土橋章宏の小説『引っ越し大名三千里』を基にした作品。脚本も土橋章宏が手掛けている。
監督は『MIRACLE デビクロくんの恋と魔法』『猫は抱くもの』の犬童一心。
春之介を星野源、源右衛門を高橋一生、於蘭を高畑充希、直矩を及川光博、藤原を西村まさ彦、柳沢を向井理、本村を松重豊、山里を小澤征悦、中西を濱田岳、大野の妾を丘みどり、波津を富田靖子、仲田を山内圭哉、佐島を正名僕蔵、北尾をピエール瀧、高橋を飯尾和樹、田中を和田聰宏、新吉を岡山天音、音松を鳥越壮真、綾瀬を松岡広大が演じている。

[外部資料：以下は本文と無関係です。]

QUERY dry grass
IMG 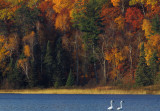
[0,88,160,94]
[0,86,160,95]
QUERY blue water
[0,94,160,111]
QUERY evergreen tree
[66,70,75,86]
[44,41,54,86]
[53,38,65,87]
[149,51,158,81]
[152,15,160,34]
[29,41,41,87]
[73,0,103,82]
[136,44,153,86]
[13,62,27,89]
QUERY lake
[0,94,160,111]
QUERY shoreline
[0,88,160,95]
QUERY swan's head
[111,100,114,103]
[121,101,124,103]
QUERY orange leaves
[125,7,143,30]
[52,0,74,31]
[114,15,125,30]
[0,0,10,10]
[145,34,160,62]
[111,0,120,7]
[142,19,152,37]
[55,11,70,31]
[129,0,157,6]
[105,48,125,66]
[17,58,29,79]
[39,1,53,13]
[0,35,18,62]
[24,45,31,57]
[53,0,74,13]
[101,5,121,25]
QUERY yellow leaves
[17,59,28,68]
[24,45,31,57]
[129,0,157,7]
[145,34,160,64]
[55,11,70,31]
[114,15,125,30]
[0,35,18,62]
[0,8,14,20]
[142,19,152,38]
[53,0,74,13]
[105,48,125,66]
[111,0,120,7]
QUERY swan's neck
[120,102,122,108]
[111,101,113,107]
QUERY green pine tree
[149,51,158,81]
[152,15,160,34]
[44,41,54,86]
[53,38,65,88]
[136,44,153,86]
[72,0,103,82]
[66,70,75,86]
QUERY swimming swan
[117,101,124,110]
[108,100,114,110]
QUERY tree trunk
[103,59,106,84]
[129,45,134,80]
[92,45,98,83]
[75,31,79,85]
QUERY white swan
[108,100,114,110]
[117,101,124,110]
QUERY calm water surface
[0,94,160,111]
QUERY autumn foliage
[0,0,160,88]
[125,7,143,30]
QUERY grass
[0,87,160,95]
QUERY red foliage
[125,7,144,30]
[0,0,10,9]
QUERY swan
[117,101,124,110]
[108,100,114,110]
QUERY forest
[0,0,160,89]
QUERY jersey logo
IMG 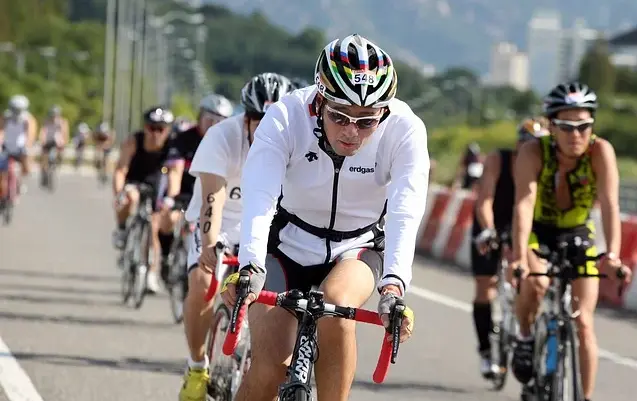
[305,152,318,163]
[349,166,374,174]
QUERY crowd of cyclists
[0,31,631,401]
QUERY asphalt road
[0,173,637,401]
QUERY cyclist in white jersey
[221,35,429,401]
[179,73,292,401]
[0,95,37,176]
[40,106,69,172]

コメディーとしてのセンスが、呆れるぐらいに酷い。ある意味、それで笑ってしまうぐらいだ。もちろん苦笑いだけどね。
例えば、春之介が本村たちから引っ越し奉行を命じられるシーン。
春之介は急に立ち上がり、本村たちが見つめるカットを挟み、春之介が逃亡を図るとスローモーションになる。藩士たちが捕まえようと飛び掛かるが、誰も春之介に触れられない。蛭田源右衛門がタックルで春之介を倒し、他の藩士たちが捕まえる。
ここまでをスローにしてあるが、センスのカケラもありゃしない。
「飛び掛かる連中が1人も触れられない」というだけでも「違うなあ」と感じるし、変に粒立てずにサラッと片付けてもいいぐらいだ。

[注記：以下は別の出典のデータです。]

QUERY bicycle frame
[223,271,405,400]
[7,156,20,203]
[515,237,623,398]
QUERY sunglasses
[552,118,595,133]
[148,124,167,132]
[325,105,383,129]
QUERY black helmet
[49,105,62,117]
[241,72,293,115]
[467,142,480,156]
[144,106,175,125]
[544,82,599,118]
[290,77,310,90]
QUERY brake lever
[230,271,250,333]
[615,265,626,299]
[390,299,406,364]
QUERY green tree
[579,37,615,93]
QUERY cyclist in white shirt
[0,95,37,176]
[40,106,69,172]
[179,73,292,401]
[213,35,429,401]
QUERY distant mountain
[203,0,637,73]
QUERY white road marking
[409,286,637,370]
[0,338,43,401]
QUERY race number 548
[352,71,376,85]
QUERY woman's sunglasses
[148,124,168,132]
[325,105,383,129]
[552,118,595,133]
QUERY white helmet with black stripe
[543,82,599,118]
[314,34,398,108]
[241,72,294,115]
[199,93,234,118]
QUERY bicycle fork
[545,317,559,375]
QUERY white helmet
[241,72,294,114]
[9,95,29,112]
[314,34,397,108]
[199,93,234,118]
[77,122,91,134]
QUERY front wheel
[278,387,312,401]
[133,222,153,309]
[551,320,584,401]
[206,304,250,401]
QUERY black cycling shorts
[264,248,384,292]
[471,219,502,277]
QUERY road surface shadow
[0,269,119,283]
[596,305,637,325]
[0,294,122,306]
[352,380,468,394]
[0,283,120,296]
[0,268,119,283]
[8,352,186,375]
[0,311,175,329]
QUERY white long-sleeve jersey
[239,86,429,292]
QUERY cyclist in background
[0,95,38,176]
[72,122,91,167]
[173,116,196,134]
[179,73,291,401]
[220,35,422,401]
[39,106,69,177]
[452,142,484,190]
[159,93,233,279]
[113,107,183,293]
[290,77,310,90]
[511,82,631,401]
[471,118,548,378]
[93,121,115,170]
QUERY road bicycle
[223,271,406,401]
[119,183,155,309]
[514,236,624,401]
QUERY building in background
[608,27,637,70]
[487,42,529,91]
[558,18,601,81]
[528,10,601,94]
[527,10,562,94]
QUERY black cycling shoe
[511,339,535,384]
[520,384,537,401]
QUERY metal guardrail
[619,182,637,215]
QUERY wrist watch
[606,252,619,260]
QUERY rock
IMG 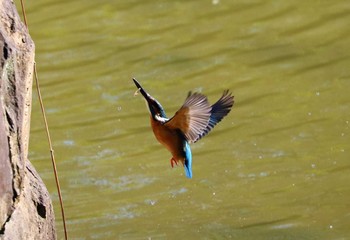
[0,0,56,240]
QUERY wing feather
[165,92,211,142]
[194,90,234,142]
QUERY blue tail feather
[184,141,192,178]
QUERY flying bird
[133,78,234,178]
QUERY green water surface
[16,0,350,239]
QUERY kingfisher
[133,78,234,178]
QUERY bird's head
[132,78,166,121]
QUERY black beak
[132,78,149,100]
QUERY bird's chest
[151,117,184,157]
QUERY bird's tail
[184,141,192,178]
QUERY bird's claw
[134,88,141,97]
[170,158,177,167]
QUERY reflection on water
[16,0,350,239]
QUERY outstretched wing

春之介が奉行への就任を知った藩士たちから引っ越しの期日を問われて「いつでしょう?」と軽く言い、追われて逃げるシーンがあるが、こんなのは全く要らない。
普通に考えれば絶対に追い付くはずなのに、藩士たちが追い付かない程度のスピードで追い掛けるのもバカバカしいだけだ。
あと、星野源の芝居も合っていないように感じるんだよなあ。
わざとらしさが強いのは意図的なんだろうと思うけど、それと演出の噛み合わせがイマイチなんじゃないかな。

直矩が柳沢に肉体関係を迫られて突き飛ばすシーンは、細かくカットを割って演出されている。「何をする、離せ」と直矩が声を荒らげた後、1つ間を置いてから柳沢を突き飛ばしている。
だが、ものすごく間が悪いシーンになっている。
そこは細かいカット割りが邪魔だし、一気に見せた方がいい。
その回想から戻った直後、直矩が仲田&綾瀬と話すシーンも細かくカットを割っているが、これも失敗。そこは1カットで処理した方が、コントとしてのテンポが良くなる。

春之介が切腹を命じられて連行されると、於蘭が馬を走らせる様子を挟んで、お白洲で春之介が窮地に陥るシーンになる。
ここは於蘭の様子を挿入するトコが要らない。
そりゃあ普通なら彼女が城に入ることは出来ないので、その経緯を描いておきたいという理由は分かる。でも、それを考えても、「春之介が切腹させられそうになるが、そこへ於蘭が駆け付けて」という流れにした方が絶対にテンポがいいぞ。
門番の小野田真之が「彼女は板橋の娘」と説明するんだから、それで「なぜ彼女が入って来たのか」という理由の説明には事足りるでしょ。わざわざ「馬を走らせ、門番と話して」という手順を描く必要なんて無いでしょ。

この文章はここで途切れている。